It was never the avocado toast and cappuccino. The joke of millennials not buying homes in favor of overpriced coffee is an entrenched myth. It is important to break down what is really going on, what the numbers are and what the measures mean.
Looking at the U.S. population by age group (see chart to right), one can see that millennials are the largest generation of Americans ever. The red line represents the age of 36, which is the median age of today’s first-time homebuyers.

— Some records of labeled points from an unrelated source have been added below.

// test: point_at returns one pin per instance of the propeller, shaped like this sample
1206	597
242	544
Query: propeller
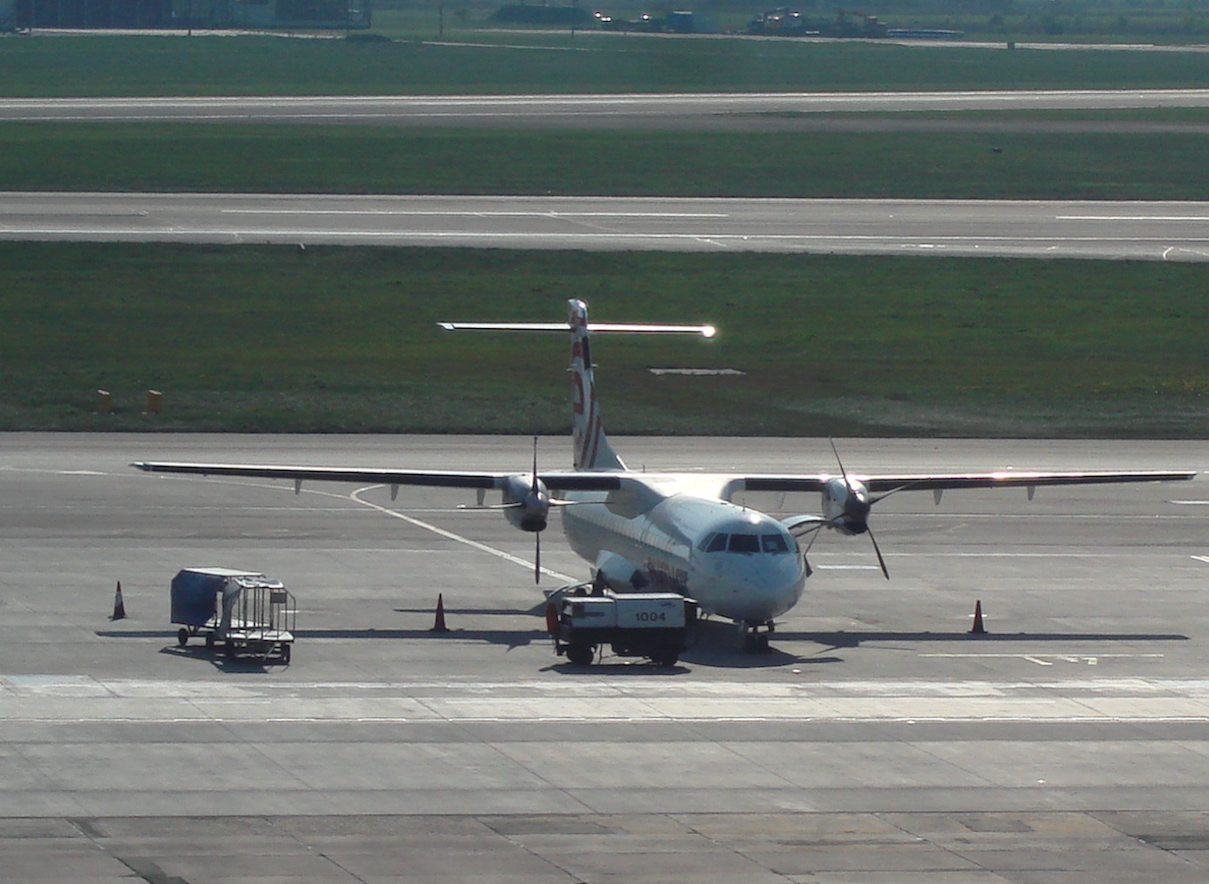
536	493
857	506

This is the oldest seen since the National Association of REALTORS® (NAR) started collecting data on the age of buyers in 1981. Traditionally, the data has shown that the typical first-time buyer was between the ages of 28 and 33. (The second red line, at age 59, marks the median age of repeat buyers.)
At the same time that the median age of first-time buyers has jumped, their share of the market is at historic lows. In 2023, first-time buyers made up just 26% of the primary residence market, while the historical average is 40%, dating back to 1981.
Low housing inventory, which has averaged nearly 1 million units in the market, is a factor. Today’s higher interest rates are pricing some consumers out. In many areas of the country, home prices are rising. Areas where home prices have softened tend to be where multiple bids pushed up prices throughout the pandemic.
Even among successful first-time buyers, multiple debts made it difficult for them to save for a down payment. Among those who said saving for a down payment was difficult, the most-cited hurdles were high rent (40%), car loan (39%), credit card debt (38%), student loans (35%) and childcare costs (19%). The recent softening in rental prices will be a welcome relief to some moving forward. Twenty-seven percent of successful first-time buyers in 2022 skipped rent and moved directly from a family member’s home into homeownership. This is the highest share recorded by NAR since 1989.
It’s worth noting that student debt was cited as one of the top four reasons buyers had trouble saving for a down payment at a time when student debt payments were paused for many loan holders. Even with the pandemic pause, student loan holders may have been reticent to take out a mortgage, knowing payments could resume. A smaller share of buyers cited childcare costs, but for those who are paying for childcare, the cost can be daunting. In fact, it has increased 220% since 1990, and was $883 per month on average for one child in 2021.
So with that bleak picture, where is the homeownership rate for those under 35? Census data provides a consistent reading of the homeownership rate by age, though this does not match directly to generational trends. When looking at the Census homeownership-rate data, there have been positive reports that the rate improved for those under 35. This is true. From 2021 to 2022, the homeownership rate did improve.
However, if one compares the homeownership rate from 1982 to today, and then separates the data by generation, it tells a less positive story. For baby boomers and Gen Xers, the average homeownership rate for those under 35 was 39.7%. There has yet to be a year that millennials have reached that number.
That leads to the last chart (see below). Even though millennials are the largest adult generation in the U.S. today, they represented a shrinking share of the market last year. This is at odds with what one would expect. That’s because most millennials have reached an age where a home purchase, or at least household formation, is typical. Yet, this year’s data shows that baby boomers overtook millennials as a share of the market. One clear reason is that older buyers have saved money and benefited from home-price appreciation, giving them the ability to pay all cash for a home purchase. With 51% of older boomers and 32% of younger boomers paying cash for their most recent purchase, boomers are the likely winner if there is a bidding war on a home.